Run a Spark job on Dataproc on Google Kubernetes Engine

Before you begin

  1. You must have created a standard (not autopilot) Google Kubernetes Engine (GKE) zonal or regional cluster that has Workload Identity enabled on the cluster.

Create a Dataproc on GKE virtual cluster

A Dataproc on GKE virtual cluster is created as the deployment platform for Dataproc components. It's a virtual resource, and unlike a Dataproc on Compute Engine cluster, does not include separate Dataproc master and worker VMs.

  • Dataproc on GKE creates node pools within a GKE cluster when you create a Dataproc on GKE virtual cluster.

  • Dataproc on GKE jobs are run as pods on these node pools. The node pools and scheduling of pods on the node pools are managed by GKE.

  • Create multiple virtual clusters. You can create and run multiple virtual clusters on a GKE cluster to obtain improved resource utilization by sharing node pools across the virtual clusters.

    • Each virtual cluster:
      • is created with separate properties, including Spark engine version and workload identity
      • is isolated within a separate GKE namespace on the GKE cluster

Console

  1. In the Google Cloud console, go to the Dataproc Clusters page.

    Go to Clusters

  2. Click Create cluster.

  3. In the Create Dataproc cluster dialog, click Create in the Cluster on GKE row.

  4. In the Set up cluster panel:

    1. In the Cluster Name field, enter a name for the cluster.
    2. In the Region list, select a region for the Dataproc on GKE virtual cluster.

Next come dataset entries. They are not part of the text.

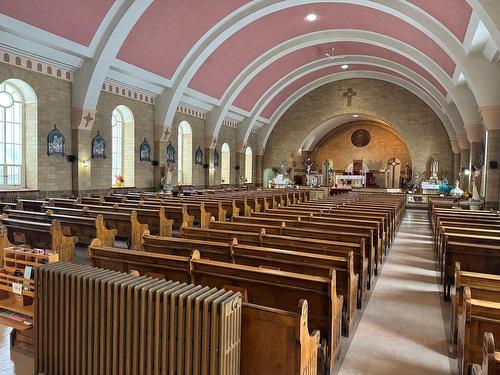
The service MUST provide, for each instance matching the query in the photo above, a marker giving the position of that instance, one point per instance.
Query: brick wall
(416, 123)
(53, 107)
(143, 119)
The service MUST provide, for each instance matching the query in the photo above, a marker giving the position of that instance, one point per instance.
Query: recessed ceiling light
(311, 17)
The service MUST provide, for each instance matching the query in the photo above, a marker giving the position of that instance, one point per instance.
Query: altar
(357, 180)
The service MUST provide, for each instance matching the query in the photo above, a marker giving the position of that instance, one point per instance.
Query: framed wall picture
(145, 151)
(98, 147)
(55, 143)
(170, 153)
(198, 157)
(216, 158)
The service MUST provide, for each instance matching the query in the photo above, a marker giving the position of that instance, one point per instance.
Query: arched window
(122, 145)
(17, 119)
(185, 152)
(225, 162)
(248, 165)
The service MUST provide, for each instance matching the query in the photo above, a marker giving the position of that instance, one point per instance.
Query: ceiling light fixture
(311, 17)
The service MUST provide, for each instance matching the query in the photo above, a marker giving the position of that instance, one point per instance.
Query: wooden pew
(300, 244)
(378, 238)
(491, 358)
(263, 287)
(479, 316)
(474, 253)
(126, 224)
(481, 285)
(283, 230)
(85, 228)
(158, 220)
(36, 234)
(366, 233)
(285, 260)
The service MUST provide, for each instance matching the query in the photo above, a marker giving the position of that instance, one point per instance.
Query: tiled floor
(401, 330)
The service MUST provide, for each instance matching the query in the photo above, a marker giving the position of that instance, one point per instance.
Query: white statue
(456, 191)
(475, 178)
(168, 174)
(434, 167)
(308, 163)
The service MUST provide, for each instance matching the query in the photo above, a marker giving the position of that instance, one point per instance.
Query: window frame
(22, 124)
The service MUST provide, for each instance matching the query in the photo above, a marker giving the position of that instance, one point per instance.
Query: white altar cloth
(356, 180)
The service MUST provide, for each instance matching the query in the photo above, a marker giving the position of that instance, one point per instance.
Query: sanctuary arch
(400, 112)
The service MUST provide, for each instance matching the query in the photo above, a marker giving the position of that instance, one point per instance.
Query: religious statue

This region must be the same region where your existing GKE cluster is located (which you select in the next item).
    3. In the Kubernetes Cluster field, click Browse to select the region where your existing GKE cluster is located.
    4. Optional: In the Cloud Storage staging bucket field, you can click Browse to select an existing Cloud Storage bucket. Dataproc on GKE will stage artifacts in the bucket. Ignore this field to have Dataproc on GKE create a staging bucket.
  5. In the left panel, click Configure Node pools, then in the Node pools panel, click Add a pool.

    1. To reuse an existing Dataproc on GKE node pool:
      1. Click Reuse existing node pool.
      2. Input the name of the existing node pool and select its Role. At least one node pool must have the DEFAULT role.
      3. Click Done.
    2. To create a new Dataproc on GKE node pool:
      1. Click Create a new node pool.
      2. Input the following node pool values:
        • Node pool name
        • Role: At least one node pool must have the DEFAULT role.
        • Location: Specify a zone within the Dataproc on GKE cluster region.
        • Node pool machine type
        • CPU platform
        • Preemptibility
        • Min: Minimum node count.
        • Max: Maximum node count. The maximum node count must be greater than 0.
    3. Click Add a pool to add more node pools. All node pools must have the location. You can add a total of four node pools.
  6. (Optional) If you have set up a Dataproc Persistent History Server (PHS) to use to view Spark job history, on active and deleted Dataproc on GKE clusters, click Customize cluster. Then in the History server cluster field, browse for and choose your PHS cluster. The PHS cluster must be located in the same region as the Dataproc on GKE virtual cluster.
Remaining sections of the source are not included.